What happens when two startups — both of which are disruptive by design — begin to disrupt one another? That’s the story between ridesharing companies Lyft and Uber, both of which have turned the transportation industry on its head. Together, Uber and Lyft have been able to successfully tackle the taxiing industry to a certain degree of success, all the while fighting off lawsuits and regulatory assaults in cities across the country. And as their popularity has grown, so have their respective user bases.
It was only a matter of time before the two decided to butt heads, and it looks like we’re witnessing the beginning stages of it.
The accusations have begun to fly between the two companies, with Lyft drivers reportedly accusing drivers from Uber of trying to sabotage them. In order to fulfill their dastardly plan, The New York Times reports, Uber drivers apparently spent the last ten months requesting and subsequently canceling more than 10,000 ride requests. Lyft drivers say that Uber has done so for no other reason than to irritate its drivers and customers, and the accusations are aimed at 177 individual Uber drivers.
Uber then came back at the accusations with a salvo of its own, releasing a statement not only accusing Lyft drivers of the same type of activity, but also dragging investors and acquisition rumors into the picture.
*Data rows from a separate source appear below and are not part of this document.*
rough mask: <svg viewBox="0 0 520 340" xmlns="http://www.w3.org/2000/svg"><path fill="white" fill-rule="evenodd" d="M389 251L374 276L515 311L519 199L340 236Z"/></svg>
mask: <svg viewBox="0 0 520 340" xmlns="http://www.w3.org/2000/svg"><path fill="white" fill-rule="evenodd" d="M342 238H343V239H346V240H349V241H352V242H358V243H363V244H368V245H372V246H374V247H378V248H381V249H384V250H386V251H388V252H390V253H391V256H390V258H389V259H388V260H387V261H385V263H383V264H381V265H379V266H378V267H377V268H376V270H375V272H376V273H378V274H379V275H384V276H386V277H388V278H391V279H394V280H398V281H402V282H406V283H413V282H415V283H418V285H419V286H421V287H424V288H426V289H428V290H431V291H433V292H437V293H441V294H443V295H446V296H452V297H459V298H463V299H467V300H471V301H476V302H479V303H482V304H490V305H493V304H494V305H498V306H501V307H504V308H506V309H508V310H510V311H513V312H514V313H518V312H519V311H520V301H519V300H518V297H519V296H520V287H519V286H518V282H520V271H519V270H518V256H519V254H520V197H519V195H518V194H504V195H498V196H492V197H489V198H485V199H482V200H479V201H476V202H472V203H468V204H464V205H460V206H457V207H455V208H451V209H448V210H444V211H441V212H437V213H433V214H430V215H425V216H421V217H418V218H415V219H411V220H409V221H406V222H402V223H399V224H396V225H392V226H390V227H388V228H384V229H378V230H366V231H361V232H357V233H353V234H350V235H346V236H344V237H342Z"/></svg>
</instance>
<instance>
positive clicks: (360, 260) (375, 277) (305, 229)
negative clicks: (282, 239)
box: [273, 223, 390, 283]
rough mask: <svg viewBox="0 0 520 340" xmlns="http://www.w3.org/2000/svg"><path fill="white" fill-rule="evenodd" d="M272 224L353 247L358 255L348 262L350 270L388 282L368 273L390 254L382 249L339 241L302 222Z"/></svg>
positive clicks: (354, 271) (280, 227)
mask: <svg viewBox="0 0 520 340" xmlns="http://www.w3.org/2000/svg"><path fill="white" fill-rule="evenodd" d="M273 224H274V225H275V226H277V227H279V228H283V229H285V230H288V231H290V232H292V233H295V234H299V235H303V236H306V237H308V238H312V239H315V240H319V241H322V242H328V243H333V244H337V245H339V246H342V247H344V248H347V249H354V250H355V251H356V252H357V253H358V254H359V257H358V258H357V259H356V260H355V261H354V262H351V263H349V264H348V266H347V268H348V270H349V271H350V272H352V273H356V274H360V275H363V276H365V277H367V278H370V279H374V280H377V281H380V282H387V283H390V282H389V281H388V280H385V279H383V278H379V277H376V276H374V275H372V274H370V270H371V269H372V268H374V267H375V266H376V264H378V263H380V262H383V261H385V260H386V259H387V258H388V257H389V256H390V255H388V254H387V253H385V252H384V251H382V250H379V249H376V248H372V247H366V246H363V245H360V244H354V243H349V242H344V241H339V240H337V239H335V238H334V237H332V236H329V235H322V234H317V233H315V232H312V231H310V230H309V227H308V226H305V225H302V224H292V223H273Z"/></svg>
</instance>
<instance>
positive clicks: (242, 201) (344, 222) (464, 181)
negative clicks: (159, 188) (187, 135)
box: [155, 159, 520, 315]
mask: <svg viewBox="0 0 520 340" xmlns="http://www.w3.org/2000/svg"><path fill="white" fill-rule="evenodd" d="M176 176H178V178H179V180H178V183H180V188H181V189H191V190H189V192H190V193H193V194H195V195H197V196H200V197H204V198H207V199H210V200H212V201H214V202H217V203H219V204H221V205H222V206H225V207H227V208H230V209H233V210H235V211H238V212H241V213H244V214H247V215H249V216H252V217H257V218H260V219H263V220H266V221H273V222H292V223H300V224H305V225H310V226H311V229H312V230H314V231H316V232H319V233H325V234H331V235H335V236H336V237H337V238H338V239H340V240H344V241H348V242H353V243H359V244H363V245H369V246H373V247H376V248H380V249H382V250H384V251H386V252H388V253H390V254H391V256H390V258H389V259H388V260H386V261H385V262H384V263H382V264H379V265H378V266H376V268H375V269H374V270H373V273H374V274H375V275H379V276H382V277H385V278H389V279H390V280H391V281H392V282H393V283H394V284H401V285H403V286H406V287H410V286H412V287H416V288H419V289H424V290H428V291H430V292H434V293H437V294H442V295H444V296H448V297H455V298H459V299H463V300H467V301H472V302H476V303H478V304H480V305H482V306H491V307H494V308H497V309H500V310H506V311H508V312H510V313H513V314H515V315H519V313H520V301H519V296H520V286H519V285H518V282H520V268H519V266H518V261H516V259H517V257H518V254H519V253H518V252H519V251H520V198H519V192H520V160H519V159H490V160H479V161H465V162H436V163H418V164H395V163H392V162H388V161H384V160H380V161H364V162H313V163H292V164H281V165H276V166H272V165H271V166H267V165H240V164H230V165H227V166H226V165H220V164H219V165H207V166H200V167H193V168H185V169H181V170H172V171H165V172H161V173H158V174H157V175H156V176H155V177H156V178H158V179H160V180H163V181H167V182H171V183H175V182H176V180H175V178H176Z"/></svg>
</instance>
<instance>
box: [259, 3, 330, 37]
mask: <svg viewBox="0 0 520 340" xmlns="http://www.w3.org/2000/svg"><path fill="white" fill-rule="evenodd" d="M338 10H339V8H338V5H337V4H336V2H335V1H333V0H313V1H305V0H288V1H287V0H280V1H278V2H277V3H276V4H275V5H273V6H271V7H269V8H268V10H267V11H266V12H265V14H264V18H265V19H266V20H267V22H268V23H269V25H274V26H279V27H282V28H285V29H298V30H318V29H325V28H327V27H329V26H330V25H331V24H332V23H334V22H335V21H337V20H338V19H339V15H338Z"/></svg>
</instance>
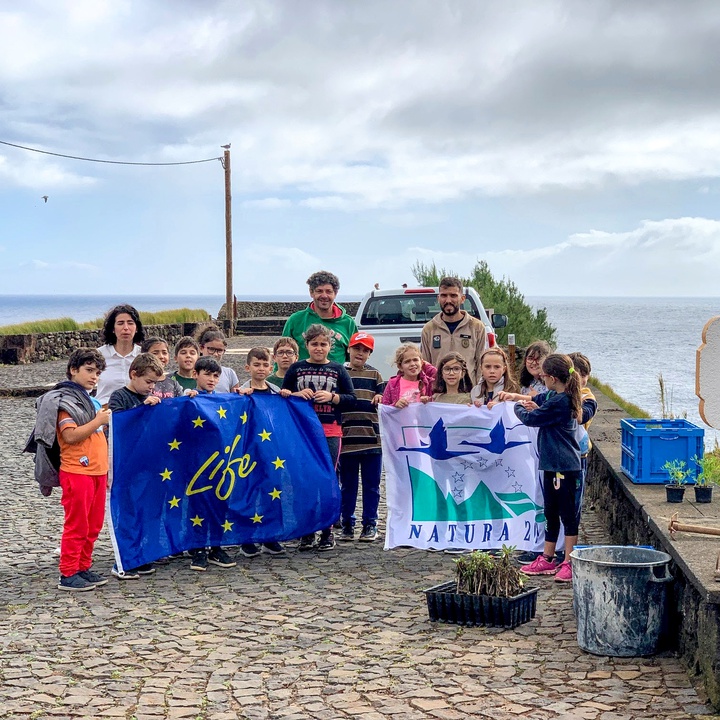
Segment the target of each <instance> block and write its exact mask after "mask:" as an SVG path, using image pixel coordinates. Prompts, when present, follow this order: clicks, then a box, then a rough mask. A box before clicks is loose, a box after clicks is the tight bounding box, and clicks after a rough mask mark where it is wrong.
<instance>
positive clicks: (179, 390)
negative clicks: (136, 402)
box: [140, 337, 184, 400]
mask: <svg viewBox="0 0 720 720" xmlns="http://www.w3.org/2000/svg"><path fill="white" fill-rule="evenodd" d="M140 347H141V348H142V351H143V352H147V353H150V354H151V355H154V356H155V357H156V358H157V359H158V362H159V363H160V365H162V367H163V370H165V368H167V366H168V363H169V362H170V351H169V350H168V346H167V342H166V341H165V340H163V339H162V338H159V337H151V338H148V339H147V340H145V342H144V343H143V344H142V345H141V346H140ZM183 389H184V388H183V387H182V385H180V383H179V382H178V381H177V380H175V378H173V377H172V375H168V374H167V372H163V377H162V379H161V380H158V381H157V382H156V383H155V387H154V388H153V389H152V391H151V393H150V394H151V395H154V396H155V397H157V398H160V399H161V400H162V399H163V398H171V397H180V396H181V395H182V394H183Z"/></svg>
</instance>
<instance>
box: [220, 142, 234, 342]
mask: <svg viewBox="0 0 720 720" xmlns="http://www.w3.org/2000/svg"><path fill="white" fill-rule="evenodd" d="M223 148H225V153H224V157H223V164H222V165H223V169H224V170H225V314H226V315H227V319H228V320H229V321H230V324H229V328H228V333H227V334H228V337H232V336H233V335H234V334H235V303H234V302H233V288H232V194H231V191H230V145H223Z"/></svg>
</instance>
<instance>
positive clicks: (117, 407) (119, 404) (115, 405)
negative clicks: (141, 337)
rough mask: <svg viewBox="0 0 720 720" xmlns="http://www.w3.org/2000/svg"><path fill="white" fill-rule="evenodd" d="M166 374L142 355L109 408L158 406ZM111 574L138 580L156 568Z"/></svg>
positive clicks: (159, 361)
mask: <svg viewBox="0 0 720 720" xmlns="http://www.w3.org/2000/svg"><path fill="white" fill-rule="evenodd" d="M164 374H165V373H164V371H163V367H162V365H161V364H160V361H159V360H158V359H157V358H156V357H155V355H151V354H150V353H140V355H138V356H137V357H136V358H135V359H134V360H133V361H132V364H131V365H130V381H129V382H128V384H127V385H126V386H125V387H122V388H120V389H119V390H115V391H114V392H113V393H112V395H110V402H109V403H108V407H109V408H110V410H112V411H113V412H122V411H123V410H131V409H132V408H135V407H138V406H140V405H157V404H158V403H159V402H160V398H159V397H156V396H155V395H153V394H152V391H153V390H154V388H155V384H156V383H157V382H158V381H160V380H162V378H163V375H164ZM110 572H111V573H112V574H113V575H114V576H115V577H116V578H117V579H118V580H137V579H138V578H139V577H140V576H141V575H152V574H153V573H154V572H155V568H154V567H153V564H152V563H146V564H145V565H140V567H136V568H133V569H132V570H125V571H123V572H122V573H121V572H120V571H119V570H118V568H117V565H113V566H112V570H110Z"/></svg>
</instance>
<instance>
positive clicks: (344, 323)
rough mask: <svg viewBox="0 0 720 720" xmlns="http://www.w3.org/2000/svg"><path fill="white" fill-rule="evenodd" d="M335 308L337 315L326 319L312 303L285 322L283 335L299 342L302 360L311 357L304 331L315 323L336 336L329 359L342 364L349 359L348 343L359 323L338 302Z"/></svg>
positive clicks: (293, 314) (334, 335)
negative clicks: (319, 325) (304, 336)
mask: <svg viewBox="0 0 720 720" xmlns="http://www.w3.org/2000/svg"><path fill="white" fill-rule="evenodd" d="M333 309H334V311H335V317H331V318H329V319H327V320H325V319H324V318H321V317H320V316H319V315H318V314H317V313H316V312H315V310H313V304H312V303H310V305H308V306H307V307H306V308H305V310H298V311H297V312H296V313H293V314H292V315H291V316H290V317H289V318H288V319H287V321H286V322H285V327H284V328H283V337H291V338H293V339H294V340H295V342H296V343H297V344H298V347H299V348H300V357H299V359H300V360H307V359H308V357H310V356H309V355H308V351H307V348H306V347H305V340H303V333H304V332H305V331H306V330H307V329H308V328H309V327H310V326H311V325H315V324H320V325H324V326H325V327H326V328H329V329H330V330H332V332H333V335H334V336H335V344H334V345H333V347H332V349H331V350H330V354H329V355H328V359H329V360H330V361H331V362H337V363H340V364H342V363H344V362H345V360H346V359H347V358H346V354H347V349H348V345H349V344H350V338H351V337H352V336H353V335H354V334H355V333H356V332H357V325H355V320H354V319H353V318H351V317H350V316H349V315H348V314H347V313H346V312H345V308H343V307H342V306H340V305H338V304H337V303H336V304H335V305H333Z"/></svg>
“Lyft’s claims against Uber are baseless and simply untrue. Furthermore, Lyft’s own drivers and employees, including one of Lyft’s founders, have canceled 12,900 trips on Uber,” an Uber representative announced. “A number of Lyft investors have recently been pushing Uber to acquire Lyft. One of their largest shareholders recently warned that Lyft would ‘go nuclear’ if we do not acquire them. We can only assume that the recent Lyft attacks are part of that strategy.”